8.3. The Supplier's invoices must comply with all applicable laws and include, at a minimum, the Purchaser's purchase order number and a detailed description of the Goods. The Purchaser may reject non-compliant invoices.

9. Warranties and Indemnities

9.1. The Supplier warrants and represents that the Goods are:

  • a. Of satisfactory quality, new, and fit for their intended purpose;
  • b. Free from defects in design, material, and workmanship;
  • c. In full conformity with the Agreement, specifications, and any provided samples;
  • d. Compliant with all applicable laws, regulations, and standards in Hong Kong and the country of manufacture;
  • e. Genuine, original, and do not infringe upon any patent, trademark, copyright, or other industrial or intellectual property rights ("IP Rights") of any third party.

9.2. The Supplier shall hold harmless and fully indemnify the Purchaser, its Agents, employees, and customers against any and all claims, liabilities, losses, damages, costs, and expenses (including legal fees) arising from:

  • a. Any breach of the Supplier's warranties;
  • b. Any claim that the Goods infringe a third party's IP Rights;
  • c. Any defect in the Goods causing damage to property or injury to persons.

10. Confidentiality

10.1. The Supplier shall treat all information relating to the Purchaser's business and this Agreement as strictly confidential and shall not disclose it to any third party without the Purchaser's prior written consent.

11. Termination

11.1. The Purchaser may terminate the Agreement immediately by written notice, without liability, if the Supplier:

  • a. Fails to fulfil any of its obligations under the Agreement;
  • b. Becomes insolvent, enters liquidation, or has a receiver appointed over any of its assets;
  • c. A change of control occurs in the Supplier's ownership which the Purchaser, in its reasonable opinion, deems prejudicial to its interests.

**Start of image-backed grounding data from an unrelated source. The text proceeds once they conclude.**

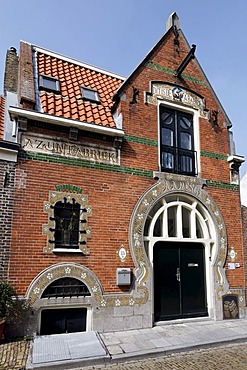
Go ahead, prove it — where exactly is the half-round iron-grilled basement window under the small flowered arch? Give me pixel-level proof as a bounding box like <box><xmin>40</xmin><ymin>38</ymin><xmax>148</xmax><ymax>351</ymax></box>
<box><xmin>41</xmin><ymin>278</ymin><xmax>91</xmax><ymax>298</ymax></box>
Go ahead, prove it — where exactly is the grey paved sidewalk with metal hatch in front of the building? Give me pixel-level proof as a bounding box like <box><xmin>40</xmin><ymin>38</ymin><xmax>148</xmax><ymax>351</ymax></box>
<box><xmin>10</xmin><ymin>318</ymin><xmax>247</xmax><ymax>370</ymax></box>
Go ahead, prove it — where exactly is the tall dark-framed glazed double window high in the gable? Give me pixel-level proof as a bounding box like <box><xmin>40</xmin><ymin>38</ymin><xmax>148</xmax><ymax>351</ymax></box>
<box><xmin>160</xmin><ymin>106</ymin><xmax>196</xmax><ymax>176</ymax></box>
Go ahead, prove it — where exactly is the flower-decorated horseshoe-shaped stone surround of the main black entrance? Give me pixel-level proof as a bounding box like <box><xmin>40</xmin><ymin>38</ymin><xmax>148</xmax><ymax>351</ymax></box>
<box><xmin>130</xmin><ymin>173</ymin><xmax>229</xmax><ymax>319</ymax></box>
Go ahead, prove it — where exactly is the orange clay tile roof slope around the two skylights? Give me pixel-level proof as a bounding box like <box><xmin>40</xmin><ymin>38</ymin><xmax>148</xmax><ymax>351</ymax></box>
<box><xmin>37</xmin><ymin>49</ymin><xmax>123</xmax><ymax>128</ymax></box>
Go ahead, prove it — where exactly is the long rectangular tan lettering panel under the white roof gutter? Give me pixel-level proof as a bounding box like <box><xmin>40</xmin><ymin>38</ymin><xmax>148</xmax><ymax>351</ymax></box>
<box><xmin>21</xmin><ymin>135</ymin><xmax>120</xmax><ymax>164</ymax></box>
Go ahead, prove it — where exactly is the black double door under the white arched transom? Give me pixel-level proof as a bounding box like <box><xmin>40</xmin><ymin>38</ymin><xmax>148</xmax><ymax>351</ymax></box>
<box><xmin>153</xmin><ymin>241</ymin><xmax>208</xmax><ymax>321</ymax></box>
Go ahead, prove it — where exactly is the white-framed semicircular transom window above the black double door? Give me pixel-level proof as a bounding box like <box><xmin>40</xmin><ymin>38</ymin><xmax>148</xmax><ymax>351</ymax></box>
<box><xmin>144</xmin><ymin>194</ymin><xmax>215</xmax><ymax>260</ymax></box>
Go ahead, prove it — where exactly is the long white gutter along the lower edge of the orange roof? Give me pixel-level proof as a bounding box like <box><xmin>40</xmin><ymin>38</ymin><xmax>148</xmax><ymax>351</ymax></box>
<box><xmin>9</xmin><ymin>106</ymin><xmax>125</xmax><ymax>137</ymax></box>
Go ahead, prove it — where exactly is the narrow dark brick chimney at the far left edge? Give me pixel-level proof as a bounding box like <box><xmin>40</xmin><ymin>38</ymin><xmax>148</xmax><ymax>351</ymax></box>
<box><xmin>3</xmin><ymin>47</ymin><xmax>19</xmax><ymax>94</ymax></box>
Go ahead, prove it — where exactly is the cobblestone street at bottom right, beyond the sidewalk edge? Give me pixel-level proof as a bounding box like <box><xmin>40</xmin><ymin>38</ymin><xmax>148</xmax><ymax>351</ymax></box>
<box><xmin>82</xmin><ymin>343</ymin><xmax>247</xmax><ymax>370</ymax></box>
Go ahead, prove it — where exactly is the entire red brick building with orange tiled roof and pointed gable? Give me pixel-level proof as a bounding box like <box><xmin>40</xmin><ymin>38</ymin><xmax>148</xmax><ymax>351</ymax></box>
<box><xmin>0</xmin><ymin>13</ymin><xmax>245</xmax><ymax>334</ymax></box>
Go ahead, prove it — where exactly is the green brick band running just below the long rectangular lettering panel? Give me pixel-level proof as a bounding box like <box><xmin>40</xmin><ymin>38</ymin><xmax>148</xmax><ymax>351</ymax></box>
<box><xmin>24</xmin><ymin>152</ymin><xmax>153</xmax><ymax>178</ymax></box>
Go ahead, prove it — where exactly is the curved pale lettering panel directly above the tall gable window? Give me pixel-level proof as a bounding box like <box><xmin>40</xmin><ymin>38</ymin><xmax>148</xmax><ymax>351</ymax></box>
<box><xmin>147</xmin><ymin>83</ymin><xmax>209</xmax><ymax>119</ymax></box>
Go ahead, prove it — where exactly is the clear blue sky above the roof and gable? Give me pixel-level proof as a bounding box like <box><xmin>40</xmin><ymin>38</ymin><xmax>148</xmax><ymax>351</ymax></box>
<box><xmin>0</xmin><ymin>0</ymin><xmax>247</xmax><ymax>175</ymax></box>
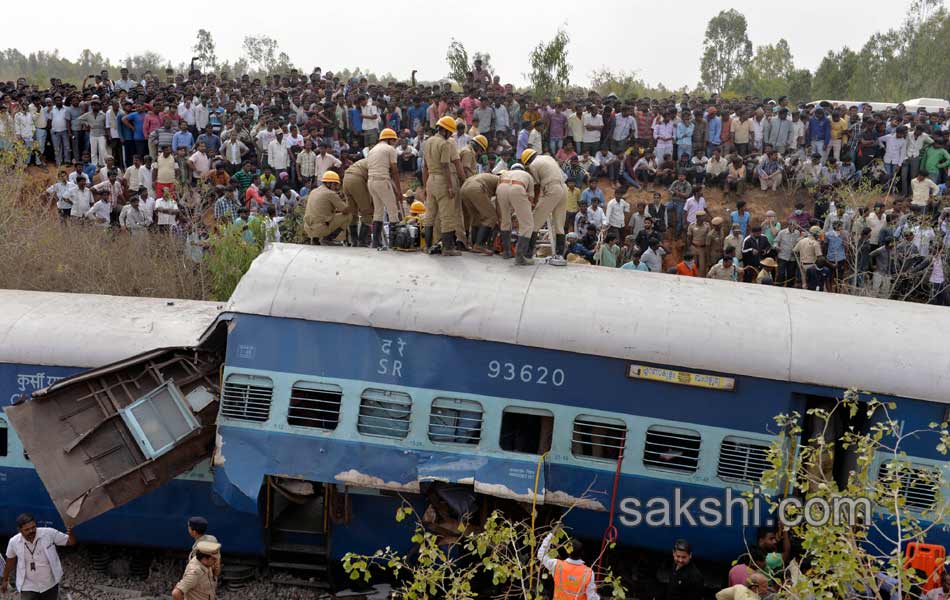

11.2. Upon termination, the Purchaser may, at its option, keep any delivered Goods subject to payment or return them at the Supplier's risk and expense for a full refund.

12. Invalidity

12.1. If any provision of this Agreement is held illegal, void, or unenforceable, the validity of the rest of the Agreement remains unaffected in that and all other jurisdictions.

13. Dispute Resolution

13.1. Any dispute, controversy, difference or claim arising out of or relating to this Agreement, including the existence, validity, interpretation, performance, breach or termination thereof or any dispute regarding non-contractual obligations arising out of or relating to it shall be referred to and finally resolved by arbitration administered by the Hong Kong International Arbitration Centre (HKIAC) under the HKIAC Administered Arbitration Rules in force when the Notice of Arbitration is submitted. Both parties agree to adopt Schedule 2 of the Hong Kong Arbitration Ordinance (Cap. 609). The seat of arbitration shall be Hong Kong.

14. Governing Law

14.1. This Agreement is governed by and construed in accordance with the laws of the Hong Kong Special Administrative Region.